David Cehrs and William C. Bianchi (GROUND WATER, Vol. 34, No. 6, November-December, 1996, p. 961.) have discussed the importance of gathering sufficient data to support good environmental decisions in today’s highly competitive marketplace, which places a premium on minimizing costs. The tendency seems to be more and more toward minimizing the collection of data. Most of the data used to support environmental consulting is laboratory-generated.
William Pipkin (TODAY’S CHEMIST AT WORK, March, 1997, P22) points out that environmental testing in the U.S. today is big business (which translates to ‘the bottom-line profit is the driving force’). The laboratory service industry is very competitive and analysis costs will continue to drop as labs battle for government and environmental engineering consultant firm contracts. We’ll give you one guess what this can mean in terms of data quality.
We have been stressing for many years the importance of known and documented data quality when using laboratory analysis data for making decisions about environmental site assessments, remediation alternatives investigations, hazardous waste remediation verification, environmental compliance monitoring, and litigation support. The combination of the move toward gathering less data and the increased potential for quality control failures in a very cost-conscious laboratory climate further underscores the need for careful scrutiny of all laboratory data.

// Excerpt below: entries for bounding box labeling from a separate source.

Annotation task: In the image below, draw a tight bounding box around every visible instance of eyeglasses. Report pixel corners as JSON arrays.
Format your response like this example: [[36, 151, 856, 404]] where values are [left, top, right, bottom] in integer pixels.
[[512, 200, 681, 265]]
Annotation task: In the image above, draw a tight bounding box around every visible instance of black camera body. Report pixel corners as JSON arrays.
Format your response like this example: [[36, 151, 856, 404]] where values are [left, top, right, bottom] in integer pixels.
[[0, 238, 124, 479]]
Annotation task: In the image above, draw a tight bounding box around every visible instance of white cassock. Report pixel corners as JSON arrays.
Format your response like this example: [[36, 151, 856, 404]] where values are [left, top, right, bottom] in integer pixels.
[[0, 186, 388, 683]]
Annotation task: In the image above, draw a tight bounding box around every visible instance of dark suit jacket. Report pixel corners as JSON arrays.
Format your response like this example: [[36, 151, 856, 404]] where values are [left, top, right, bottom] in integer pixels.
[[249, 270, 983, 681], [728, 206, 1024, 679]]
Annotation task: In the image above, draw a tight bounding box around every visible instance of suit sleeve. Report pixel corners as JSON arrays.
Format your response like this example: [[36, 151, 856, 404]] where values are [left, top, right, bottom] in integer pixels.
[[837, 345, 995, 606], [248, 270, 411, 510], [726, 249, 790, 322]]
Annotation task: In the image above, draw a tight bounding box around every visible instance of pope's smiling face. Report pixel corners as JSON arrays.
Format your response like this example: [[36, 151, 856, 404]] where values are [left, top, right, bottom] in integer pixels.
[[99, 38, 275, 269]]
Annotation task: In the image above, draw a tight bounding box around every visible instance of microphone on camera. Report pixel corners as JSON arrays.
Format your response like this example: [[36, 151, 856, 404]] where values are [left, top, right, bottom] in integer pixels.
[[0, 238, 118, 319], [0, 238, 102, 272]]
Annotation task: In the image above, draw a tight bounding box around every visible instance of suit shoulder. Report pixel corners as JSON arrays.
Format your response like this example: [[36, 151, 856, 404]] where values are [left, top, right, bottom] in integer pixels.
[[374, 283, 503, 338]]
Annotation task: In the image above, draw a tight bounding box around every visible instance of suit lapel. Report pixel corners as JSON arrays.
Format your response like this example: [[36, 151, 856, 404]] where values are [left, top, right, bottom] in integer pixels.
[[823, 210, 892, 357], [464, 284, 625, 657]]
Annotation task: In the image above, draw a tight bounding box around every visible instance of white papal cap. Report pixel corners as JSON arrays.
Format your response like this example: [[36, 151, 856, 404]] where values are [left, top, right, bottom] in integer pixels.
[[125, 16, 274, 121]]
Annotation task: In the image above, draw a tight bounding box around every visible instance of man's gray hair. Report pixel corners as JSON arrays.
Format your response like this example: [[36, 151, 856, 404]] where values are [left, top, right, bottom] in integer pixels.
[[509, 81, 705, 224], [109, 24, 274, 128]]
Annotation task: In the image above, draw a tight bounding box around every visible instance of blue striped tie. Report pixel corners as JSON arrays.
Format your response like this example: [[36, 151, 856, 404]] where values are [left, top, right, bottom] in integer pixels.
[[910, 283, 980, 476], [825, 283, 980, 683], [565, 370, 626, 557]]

What do we mean by “good” laboratory data? The term “legally defensible” is often stated as the desired objective for laboratory analysis data. What do we mean by this term? A simple answer is that the data quality is suitable for the stated purpose of the analysis and that sufficient documentation is available to verify the suitability. What is data quality and how do we achieve it? If the stated purpose of the analysis is to comply with a state or federal environmental regulation, the factors that determine the data quality (referred to as data quality objectives in current jargon) are often stated in the regulation. This is only true to a degree. (That’s good because it makes work for us chemists.) EPA regulations and guidance documents tend to be much more complete in defining data quality than, for example, NIOSH regulations. Forensic situations involving arson and personal injury are often even more nebulous.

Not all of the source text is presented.